Asombro sintieron los peregrinos al conocer de la existencia de la imagen que tiene alrededor de 520 años sin salir de instalaciones religiosas, y es considerada una de las principales joyas patrimoniales de la ciudad.

Aunque, según el párroco César Santacruz, se calcula que data desde finales del siglo XVII, porque antes de esta época las esculturas no tenían ojos de vidrio como esta.

El mensaje de paz primó en la homilía y procesión. Más de 500 personas escuchaban las palabras de Santacruz, rector de la Catedral La Inmaculada y párroco de la iglesia San José.

Entre ellos, Marco Izquierdo, de 88 años, quien llegó desde la comunidad de Sinincay para escuchar la ceremonia religiosa en esa iglesia. “Bien dicen que la fe mueve montañas y esta no es la excepción; el Niño de Cuenca salió para dar alegría y su mensaje es la paz y la libertad”, exhortó el devoto.

“Felices estamos, de saber que el Pase del Niño de Cuenca se lo realiza en este nuestro sector; no sabíamos de su existencia y para nosotros que somos muy devotos, esto marca un hito religioso”, suspiró con emoción Marlene Zhingri mientras caminaba con sus hijos acompañando a la imagen.

Según Santacruz, la imagen tiene el sentido de catequesis y de evangelizar al mundo.

Historia
La historia del Niño de Cuenca, data de la acción que tuvo Luis Alberto Luna Tobar, tercer arzobispo de Cuenca, quien entonces lo trasladó junto con otras imágenes religiosas como la del Señor de la Buena Esperanza, a la Catedral La Inmaculada. “Estaban expuestas a la veneración de los fieles en el tiempo de Navidad hasta que llegó Vicente Cisneros, cuarto arzobispo de Cuenca, quien resolvió guardarla por seguridad y desde entonces ha permanecido en la Iglesia La Inmaculada”, agregó.

Contó también que fue en mayo de 2017 que Marcos Pérez, actual arzobispo, enalteció la imagen de El Niño de Cuenca bajo la advocación del Niño de la Anunciación, por las festividades del Anuncio del Ángel a María y está expuesto todos los días en la Capilla de la Virgen Dolorosa, en El Sagrario.
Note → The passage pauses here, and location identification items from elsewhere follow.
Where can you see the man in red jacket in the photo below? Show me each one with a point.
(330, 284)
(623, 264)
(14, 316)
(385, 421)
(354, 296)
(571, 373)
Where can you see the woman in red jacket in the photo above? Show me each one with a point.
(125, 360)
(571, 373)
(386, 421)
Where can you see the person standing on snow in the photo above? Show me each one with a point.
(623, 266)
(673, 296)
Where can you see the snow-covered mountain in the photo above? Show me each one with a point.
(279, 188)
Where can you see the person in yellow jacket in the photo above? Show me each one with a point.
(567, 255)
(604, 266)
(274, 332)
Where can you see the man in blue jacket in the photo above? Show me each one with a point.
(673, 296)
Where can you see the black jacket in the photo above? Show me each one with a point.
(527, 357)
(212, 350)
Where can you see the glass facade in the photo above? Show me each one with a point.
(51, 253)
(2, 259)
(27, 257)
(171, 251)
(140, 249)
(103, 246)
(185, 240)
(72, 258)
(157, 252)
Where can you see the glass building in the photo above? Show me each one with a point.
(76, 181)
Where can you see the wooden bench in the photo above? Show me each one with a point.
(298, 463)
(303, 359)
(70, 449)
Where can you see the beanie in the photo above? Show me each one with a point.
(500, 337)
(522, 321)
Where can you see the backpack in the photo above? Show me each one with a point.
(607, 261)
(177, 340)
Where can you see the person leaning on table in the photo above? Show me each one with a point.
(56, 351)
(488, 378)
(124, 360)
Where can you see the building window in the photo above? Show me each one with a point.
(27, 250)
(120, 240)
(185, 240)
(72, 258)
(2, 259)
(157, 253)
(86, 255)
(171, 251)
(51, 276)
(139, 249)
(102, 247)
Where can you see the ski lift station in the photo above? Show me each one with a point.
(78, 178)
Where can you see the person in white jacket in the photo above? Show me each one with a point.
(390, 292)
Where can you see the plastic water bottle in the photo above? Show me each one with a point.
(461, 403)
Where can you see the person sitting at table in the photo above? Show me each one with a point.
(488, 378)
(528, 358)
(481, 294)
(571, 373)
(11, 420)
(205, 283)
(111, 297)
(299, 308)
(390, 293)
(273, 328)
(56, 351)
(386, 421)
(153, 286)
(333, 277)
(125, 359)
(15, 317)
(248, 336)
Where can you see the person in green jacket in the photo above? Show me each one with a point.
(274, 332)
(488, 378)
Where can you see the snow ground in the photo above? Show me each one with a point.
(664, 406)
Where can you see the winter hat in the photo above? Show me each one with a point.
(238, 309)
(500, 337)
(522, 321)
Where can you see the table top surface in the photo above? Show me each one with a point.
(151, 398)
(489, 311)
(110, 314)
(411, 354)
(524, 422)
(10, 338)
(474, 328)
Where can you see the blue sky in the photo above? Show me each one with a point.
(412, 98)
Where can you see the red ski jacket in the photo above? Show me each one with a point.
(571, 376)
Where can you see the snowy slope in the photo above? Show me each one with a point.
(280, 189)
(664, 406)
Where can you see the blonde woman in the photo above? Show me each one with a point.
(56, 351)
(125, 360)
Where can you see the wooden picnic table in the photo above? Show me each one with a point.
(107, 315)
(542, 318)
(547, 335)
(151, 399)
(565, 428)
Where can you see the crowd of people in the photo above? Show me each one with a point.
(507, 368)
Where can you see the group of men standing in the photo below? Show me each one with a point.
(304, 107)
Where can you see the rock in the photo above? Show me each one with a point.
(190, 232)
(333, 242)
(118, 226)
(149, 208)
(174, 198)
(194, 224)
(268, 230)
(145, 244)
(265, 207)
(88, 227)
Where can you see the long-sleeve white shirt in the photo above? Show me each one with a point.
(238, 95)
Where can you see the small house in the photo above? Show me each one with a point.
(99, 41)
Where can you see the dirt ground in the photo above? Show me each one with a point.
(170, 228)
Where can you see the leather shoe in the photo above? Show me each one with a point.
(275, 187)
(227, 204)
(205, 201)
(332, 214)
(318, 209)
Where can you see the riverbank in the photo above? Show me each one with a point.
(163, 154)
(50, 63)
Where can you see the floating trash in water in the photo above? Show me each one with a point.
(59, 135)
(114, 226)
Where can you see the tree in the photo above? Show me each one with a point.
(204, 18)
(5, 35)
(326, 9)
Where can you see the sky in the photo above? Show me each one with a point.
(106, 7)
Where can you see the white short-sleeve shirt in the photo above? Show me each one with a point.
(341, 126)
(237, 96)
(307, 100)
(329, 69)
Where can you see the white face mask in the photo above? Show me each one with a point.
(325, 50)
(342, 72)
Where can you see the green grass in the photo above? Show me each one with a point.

El Niño de Cuenca está hecho en madera y su estado es muy bien conservado, según Santacruz y en lo mismo coincide Gerardo Machado director del Economuseo Casa del Sombrero del Municipio de Cuenca, quien explicó que existe una connotación especial para que el recorrido se lo realice en la calle Rafael María Arízaga, pues es la de los hechos históricos, de los personajes y de las artes y oficios, “por lo que se constituye en la calle de la Libertad”. (I)

DATOS
-Permanencia. En el Economuseo donde hay una exposición y luego será trasladado a la Catedral La Inmaculada.
-Vestuario. El traje fue confeccionado por las personas que laboran en el Economuseo con características de la cuencaneidad.
-Tradición. El Pase del Niño de Cuenca, será cada 1 de diciembre en conmemoración de la Declaratoria como Patrimonio Cultural de la Humanidad.